Over the course of three seasons since 2019, The Boys – also starring Karl Urban – has become one of the biggest pop culture TV series currently running, and part of that can be credited to how well it counters the MCU and DCEU. Premiering in the aftermath of DC’s Justice League debacle and at the tail end of Marvel’s Infinity Saga, The Boys benefitted from burgeoning franchise fatigue, offering a mean-spirited, comedic alternative to all the overblown cinematic adventure movies.
Dredd had the unfortunate luck of coming out right when Tony Stark and Steve Rogers were becoming global icons. The Avengers had just proven Kevin Feige’s concept of having several solo movies converge into an even bigger blockbuster, and audiences couldn’t wait for more.

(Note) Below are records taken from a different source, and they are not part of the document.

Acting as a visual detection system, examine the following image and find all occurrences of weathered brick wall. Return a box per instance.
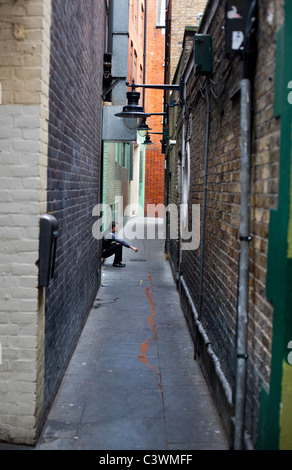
[144,0,165,213]
[102,142,132,225]
[0,0,51,444]
[169,0,207,83]
[172,0,282,444]
[45,0,106,414]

We’d get two Marvel films annually starting the year after, expanding into space for Guardians of the Galaxy, and new MCU characters arriving every instalment.
Cynicism, especially so hard-chinned, was a tough sell. Granted, the title didn’t help: to anyone unfamiliar, Dredd reads like bad wordplay. Yes, dropping the ‘Judge’ differentiates this version from Stallone’s awful 1995 iteration, but it relies too much on established fans to be understandable, and I say that as a near-lifetime reader of the comics. But I digress.

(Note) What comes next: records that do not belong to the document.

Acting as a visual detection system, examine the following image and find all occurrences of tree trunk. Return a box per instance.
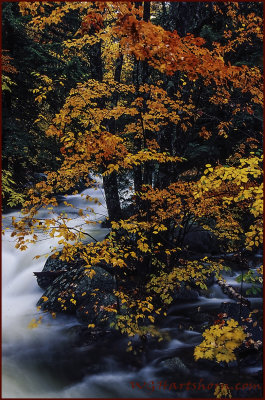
[89,42,122,221]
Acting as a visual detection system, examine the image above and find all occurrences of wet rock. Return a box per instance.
[159,357,190,375]
[37,257,117,328]
[221,302,263,342]
[174,285,199,300]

Brutalist concrete surrounds Dredd and Anderson on their mission to get Ma-Ma. Their uniforms sometimes barely stand out from the yellow and grey walls. Director Pete Travis, then known for ambitious political action film Vantage Point, treats them like lions in a maze full of rats. They know there’s no escaping the slums Mega-City One. Class mobility doesn’t exist, just more buildings like this one.
It’s all systemic repetition, from the uniform of the judges to the stock apartments. So regimented and neat and tidy and square and neutral, it’s no wonder people don’t fall in line. Their existence is all cubicles, pushing them to resist. That suits the judges just fine, because they wouldn’t be needed if the populace were quiet, not that they think critically about their role in society.
Even when Dredd is faced by corrupt judges, a sign his entire livelihood has become corrupted, he has no crisis of conscience. He treats them like any other lawbreakers and moves on. You could argue there’s some power fantasy in a cop policing other cops, but it’s just Dredd doing his job, same as always.
The drug Ma-Ma sells is Slo-Mo, a gaseous substance that slows down your perception of time to a crawl. Feelings, positive and negative, are heightened, as the user enters a euphoric state. Life is so fleetingly happy, people become addicted to artificially extending good moments by whatever means possible, even if it means facial scarring.
Citizens of Mega-City One need something like that because if they break the law, there’s no going back. They won’t get it from Ma-Ma, though, that’s for sure. She’s thrown down the atrium the same way she sent those dealers plummeting at the start, making a point of who’s the bigger threat on these streets.
No remorse, Dredd gives Anderson her passing grade and heads back on patrol. There are no heroes here, just the judges and their victims. Antithetical to superhero movies in just about every way, it’s an injustice that we might never get more unless we find some Slo-Mo.